EndoSequence BC Sealer (BC; Brasseler USA, Savannah, GA, USA) is a new premixed, injectable CSBS, whose major components include tricalcium silicates, dicalcium silicates, calcium hydroxide, zirconium oxide, and thickening agents. As a sealer, it possesses good biocompatibility and antimicrobial activities, is easy to handle, and has the ability to promote the osteoblastic differentiation of periodontal ligament cells, although our knowledge of this sealer is still limited [14, 15]. Endoseal MTA (ES; Maruchi, Wonju, Korea) is another premixed CSBS that has shown adequate physicochemical properties, good sealing ability, and good bond strength performance, although the reports on its cytocompatibility are contradictory [16, 17]. It contains calcium silicates, calcium sulfates, calcium aluminates, radiopacifier, and thickening agent. Ceraseal (Meta Biomed Co., Cheongju, Korea) is a newly launched premixed endodontic sealer containing calcium silicates, zirconium oxide, and thickening agent. To date, however, there have been no published studies using this new endodontic sealer.
Considering the relevance of the biocompatibility of endodontic sealers for successful root canal treatment, the aim of this work was to test the cytocompatibility, bioactivity, and ion release of these three premixed CSBS. The null hypothesis was that there would be no significant differences in the biological properties among the studied CSBS.
Material and methods
Material extracts
The CSBS used in this study were EndoSequence BC Sealer (Brasseler USA, Savannah, GA, USA), Ceraseal (Meta Biomed Co., Cheongju, Korea), and Endoseal MTA (Maruchi, Wonju, Korea). Their chemical compositions, as supplied by the manufacturers, are listed in Table 1.
Under aseptic conditions, the sealers were mixed according to the manufacturers’ recommendations, placed in cylindrical molds of 2-mm height and 5-mm diameter, and stored in a dark container at 37 °C for 48 h to allow complete setting (n = 30). After this period, sample disks were stored in the culture medium (DMEM) for 24 h at 37 °C, 5% CO2, and humid atmosphere. This procedure was carried out according to the International Organization for Standardization (ISO) guideline 10993-12, and the ratio of the specimen surface area was 1.5 cm2/mL (ISO 10993-5). The extracts obtained were filtered and diluted (undiluted, 1:2, 1:4) before being used in the MTT assay, migration, qPCR analysis, and Alizarin Red experiments.
Isolation and culture of hPDLSCs
Multipotent PDLSCs were isolated from human periodontal ligament tissue (n = 5) as described previously [18]. Informed consent was obtained from all donors, and the experiment was approved by the Ethical Committee of the Faculty of Medicine, University of Murcia, following the Helsinki Declaration guidelines. Upon tooth extraction, periodontal ligament tissue was enzymatically digested with collagenase A for 1 h at 37 °C. The cell suspension was gently mixed every 15 min to facilitate dissociation of the tissue. Then, cells were seeded into T-25-cm2 flasks in Dulbecco’s modified Eagle’s medium (DMEM) (Gibco, Grand Island, NY, USA) containing 10% fetal bovine serum (FBS) (Gibco), 100 U/mL penicillin G, and 100-mg/mL streptomycin (Gibco).

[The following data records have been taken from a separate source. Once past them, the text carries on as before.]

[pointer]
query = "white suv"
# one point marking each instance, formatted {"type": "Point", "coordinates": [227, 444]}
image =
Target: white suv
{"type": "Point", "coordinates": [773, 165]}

Ion release analysis and pH
Three samples from each material type measuring 5-mm diameter and 2-mm height were prepared in 5 mL Milli-Q water, and the presence of aluminum, silicon, sulfur, calcium, and zirconium was assessed using inductively coupled plasma mass spectrometry (ICP-MS Agilent 7900, Stockport, UK). The pH of the different extracts was determined using a twin pH meter (GLP21+, Crison, Barcelona, Spain). Results are represented as the mean ± standard deviation.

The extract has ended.